Сразу отмечу, что за постмодернизм здесь отвечает Полиид, прозревающий случайные куски будущего и умеющий превращаться в тексты различных книг и документов до изобретения письменности в Арголиде. В его фигуре перемешаны все времена, все вещи и все тексты мира, через него автор постоянно хулиганит и вставляет в “Беллерофониаду” все подряд, включая собственную лекцию и даже несколько отрывков из грядущего романа LETTERS. Полииду известна выделенная литературоведами XX века схема жизни мифических героев, и он всеми силами старается подогнать судьбу воспитанника под эту схему, в том числе превращается в Химеру и имитирует ее убийство Беллерофоном, ведь настоящий герой обязан уничтожить какое-нибудь чудовище. По сути, именно Полиид создает миф о Беллерофоне, выполняя в нем все роли (возможно. даже роль самого Беллерофона в отдельные моменты) вплоть до овода, низвергающего псевдо-героя с Пегаса в болота — конечно же! — Мэриленда.
Что же касается содержания “Персеиды” и “Беллерофониады”, то оно посвящено очень душевному разбору кризиса среднего возраста. 40-летие — это примерно середина от рождения до смерти, и, доходя до этого порога, человек невольно осознает, что будущего у него, вероятно, становится меньше, чем прошлого. это будущее теряет цветность, сужается до резко ограниченного спектра сценариев, и в него двигаться как-то совсем не хочется. А хочется что? Правильно, вернуться в молодость и попробовать прожить ее еще раз, но со зрелой головой на плечах (например, бросить жену с тремя детьми и уйти к молодой любовнице). В историях экс-героя Персея и псевдо-героя Беллерофона Джон Барт рассказывает, что из таких попыток может получиться.

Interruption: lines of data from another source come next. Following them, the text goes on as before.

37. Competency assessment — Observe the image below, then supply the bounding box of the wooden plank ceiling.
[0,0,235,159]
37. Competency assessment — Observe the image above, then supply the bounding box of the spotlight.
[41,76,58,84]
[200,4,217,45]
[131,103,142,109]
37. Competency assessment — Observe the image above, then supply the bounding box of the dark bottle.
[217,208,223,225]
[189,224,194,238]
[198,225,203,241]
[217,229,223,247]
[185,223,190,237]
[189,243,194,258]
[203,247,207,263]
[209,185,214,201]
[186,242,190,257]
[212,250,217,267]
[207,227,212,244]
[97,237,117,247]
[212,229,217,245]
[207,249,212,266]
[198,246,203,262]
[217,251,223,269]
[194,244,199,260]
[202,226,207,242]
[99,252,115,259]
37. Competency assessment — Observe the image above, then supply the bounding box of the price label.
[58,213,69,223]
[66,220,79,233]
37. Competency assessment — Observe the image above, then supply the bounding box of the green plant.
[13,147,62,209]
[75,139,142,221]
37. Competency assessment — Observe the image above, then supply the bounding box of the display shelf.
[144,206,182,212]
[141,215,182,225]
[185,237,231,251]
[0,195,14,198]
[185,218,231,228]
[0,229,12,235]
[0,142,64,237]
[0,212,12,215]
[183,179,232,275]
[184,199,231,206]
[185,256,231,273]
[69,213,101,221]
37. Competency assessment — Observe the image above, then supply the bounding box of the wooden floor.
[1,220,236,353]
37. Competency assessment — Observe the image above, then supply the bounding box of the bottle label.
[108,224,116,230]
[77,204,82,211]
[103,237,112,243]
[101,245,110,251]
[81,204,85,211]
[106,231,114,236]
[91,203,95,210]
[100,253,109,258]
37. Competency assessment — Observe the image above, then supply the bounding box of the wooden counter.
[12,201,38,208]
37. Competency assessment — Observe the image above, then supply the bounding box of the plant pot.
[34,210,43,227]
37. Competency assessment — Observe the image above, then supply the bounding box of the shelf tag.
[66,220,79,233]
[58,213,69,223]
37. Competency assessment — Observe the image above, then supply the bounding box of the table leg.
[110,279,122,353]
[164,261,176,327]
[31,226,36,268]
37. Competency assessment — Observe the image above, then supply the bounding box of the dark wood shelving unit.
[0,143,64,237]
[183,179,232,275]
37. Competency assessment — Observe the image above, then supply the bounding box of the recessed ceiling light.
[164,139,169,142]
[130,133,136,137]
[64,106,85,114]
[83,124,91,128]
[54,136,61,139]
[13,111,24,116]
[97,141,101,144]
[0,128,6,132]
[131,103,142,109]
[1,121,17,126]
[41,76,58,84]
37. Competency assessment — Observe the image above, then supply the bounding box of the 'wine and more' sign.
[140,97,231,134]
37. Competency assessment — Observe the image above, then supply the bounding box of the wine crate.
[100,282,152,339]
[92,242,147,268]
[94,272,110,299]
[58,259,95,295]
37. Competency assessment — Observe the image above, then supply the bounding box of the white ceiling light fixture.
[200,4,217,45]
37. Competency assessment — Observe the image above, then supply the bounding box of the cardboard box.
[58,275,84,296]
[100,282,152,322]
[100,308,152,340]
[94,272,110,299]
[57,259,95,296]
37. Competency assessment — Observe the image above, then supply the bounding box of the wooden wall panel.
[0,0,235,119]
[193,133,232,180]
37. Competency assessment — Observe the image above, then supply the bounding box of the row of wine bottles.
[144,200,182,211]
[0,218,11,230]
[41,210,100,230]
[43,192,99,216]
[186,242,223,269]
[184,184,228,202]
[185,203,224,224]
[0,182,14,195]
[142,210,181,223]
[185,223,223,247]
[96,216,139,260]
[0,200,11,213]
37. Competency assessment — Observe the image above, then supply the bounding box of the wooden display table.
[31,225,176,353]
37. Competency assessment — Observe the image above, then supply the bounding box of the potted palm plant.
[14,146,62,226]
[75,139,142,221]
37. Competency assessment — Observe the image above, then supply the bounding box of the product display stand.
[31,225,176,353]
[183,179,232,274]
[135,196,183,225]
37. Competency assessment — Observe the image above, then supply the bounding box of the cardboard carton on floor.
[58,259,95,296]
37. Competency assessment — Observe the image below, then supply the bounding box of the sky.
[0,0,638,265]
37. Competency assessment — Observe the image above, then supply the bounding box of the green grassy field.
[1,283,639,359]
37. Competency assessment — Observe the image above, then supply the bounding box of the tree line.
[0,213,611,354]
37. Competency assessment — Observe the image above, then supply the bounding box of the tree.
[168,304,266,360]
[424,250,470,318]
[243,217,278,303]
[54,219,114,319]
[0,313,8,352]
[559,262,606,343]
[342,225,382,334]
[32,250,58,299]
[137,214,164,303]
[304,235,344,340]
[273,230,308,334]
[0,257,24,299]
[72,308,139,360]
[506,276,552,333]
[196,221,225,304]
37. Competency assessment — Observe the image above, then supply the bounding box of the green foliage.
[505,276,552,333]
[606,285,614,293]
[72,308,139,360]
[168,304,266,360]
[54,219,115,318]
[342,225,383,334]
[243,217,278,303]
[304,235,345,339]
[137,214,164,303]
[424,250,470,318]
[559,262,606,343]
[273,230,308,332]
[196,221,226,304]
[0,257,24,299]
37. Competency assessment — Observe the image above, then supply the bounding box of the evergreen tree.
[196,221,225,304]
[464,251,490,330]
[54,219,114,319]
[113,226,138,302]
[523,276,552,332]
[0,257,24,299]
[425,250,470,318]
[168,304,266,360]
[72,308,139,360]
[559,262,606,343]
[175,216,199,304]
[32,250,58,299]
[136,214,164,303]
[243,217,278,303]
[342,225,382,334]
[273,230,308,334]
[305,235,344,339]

Автор придерживается позиции, что в одну реку нельзя войти дважды. Персей может отрицать, что он изменился, но за 20 лет изменилось попросту всё, причем вследствие его же подвигов. Медуза оживлена богами, но это совершенно другая Медуза, и убивать ее уже не нужно, и повтор старого маршрута грайи-стигийские нимфы-горгоны к ней не приведет. Персей повинен в том, что не хочет замечать перемен и адекватно реагировать на них. В в первую очередь он виноват перед женой Андромедой, которую вся эта дурнина про “я герой, давай еще раз вспомним, как я геройствовал, ох как же охота погеройничать еще разочек” утомила до крайности. Персей тащит несчастную женщину в бестолковое путешествие по местам былой славы вместо нормальной поездки к родственникам, в результате начинаются идиотские приключения, без которых семья легко бы обошлась, не будь Персей так зациклен на героичности. Чем там кончилось, прочтите сами.

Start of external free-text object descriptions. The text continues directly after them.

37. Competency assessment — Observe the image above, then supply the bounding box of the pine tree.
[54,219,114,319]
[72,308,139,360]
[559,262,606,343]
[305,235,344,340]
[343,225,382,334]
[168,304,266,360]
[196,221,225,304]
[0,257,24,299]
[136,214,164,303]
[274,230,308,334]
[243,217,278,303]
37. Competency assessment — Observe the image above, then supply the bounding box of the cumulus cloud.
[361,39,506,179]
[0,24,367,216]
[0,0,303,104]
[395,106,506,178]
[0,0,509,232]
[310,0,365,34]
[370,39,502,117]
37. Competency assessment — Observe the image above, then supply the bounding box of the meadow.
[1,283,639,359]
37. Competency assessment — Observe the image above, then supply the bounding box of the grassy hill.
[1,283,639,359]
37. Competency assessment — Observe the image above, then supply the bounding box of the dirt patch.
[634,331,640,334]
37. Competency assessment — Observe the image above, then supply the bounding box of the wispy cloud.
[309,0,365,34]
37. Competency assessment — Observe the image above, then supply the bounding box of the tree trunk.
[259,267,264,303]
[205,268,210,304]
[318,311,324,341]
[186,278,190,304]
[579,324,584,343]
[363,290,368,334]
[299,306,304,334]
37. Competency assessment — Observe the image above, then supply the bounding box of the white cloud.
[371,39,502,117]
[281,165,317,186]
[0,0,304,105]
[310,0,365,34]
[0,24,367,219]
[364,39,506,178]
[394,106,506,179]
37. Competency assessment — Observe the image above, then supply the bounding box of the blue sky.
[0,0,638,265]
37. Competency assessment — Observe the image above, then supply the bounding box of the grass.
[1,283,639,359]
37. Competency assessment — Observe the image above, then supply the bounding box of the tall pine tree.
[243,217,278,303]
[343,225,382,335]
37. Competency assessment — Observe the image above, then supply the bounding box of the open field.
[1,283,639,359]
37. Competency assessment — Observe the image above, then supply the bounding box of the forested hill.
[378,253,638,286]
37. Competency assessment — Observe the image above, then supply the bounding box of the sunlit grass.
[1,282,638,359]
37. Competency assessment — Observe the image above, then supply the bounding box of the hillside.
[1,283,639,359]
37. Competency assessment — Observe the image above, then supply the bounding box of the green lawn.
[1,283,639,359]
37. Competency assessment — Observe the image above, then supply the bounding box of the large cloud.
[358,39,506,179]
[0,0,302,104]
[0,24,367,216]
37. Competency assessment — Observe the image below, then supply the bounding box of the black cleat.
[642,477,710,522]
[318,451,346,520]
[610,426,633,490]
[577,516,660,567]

Судьба Беллерофона вдвойне ужасна и трагична. Он — фальшивка от якобы божественного начала и до бесславного конца. Он не должен был стать героем, но позволил Полииду убедить себя и потратил лучшие годы на кривобокое повторение чужой жизни вместо того, чтобы проживать свою. В итоге Беллерофон прекрасно устроился — царство, любящая и все понимающая жена, какой-никакой героический миф и все еще летающий Пегас — но несамостоятельность сдергивает беднягу с теплого места в тот момент, когда псевдо-герой вылавливает из моря рукопись “Персеиды” (возможно, ее форму принял Полиид) и узнает, что в его возрасте Персей, оказывается, дал второй круг по Медузам и Андромедам, а в конце пути вознесся на небо. Придется повторять и это, иначе какой он герой? Поэтому Беллерофон пускается в еще более идиотские приключения, в финале раздражая олимпийцев дерзостью и получая давно заслуженное воздаяние за самозванство. Мне трудно передать, насколько печальна эта комедия — так же трудно, как признать, что к 40 годам пора уже перестать пытаться быть героем, раз до этого ничего не получилось.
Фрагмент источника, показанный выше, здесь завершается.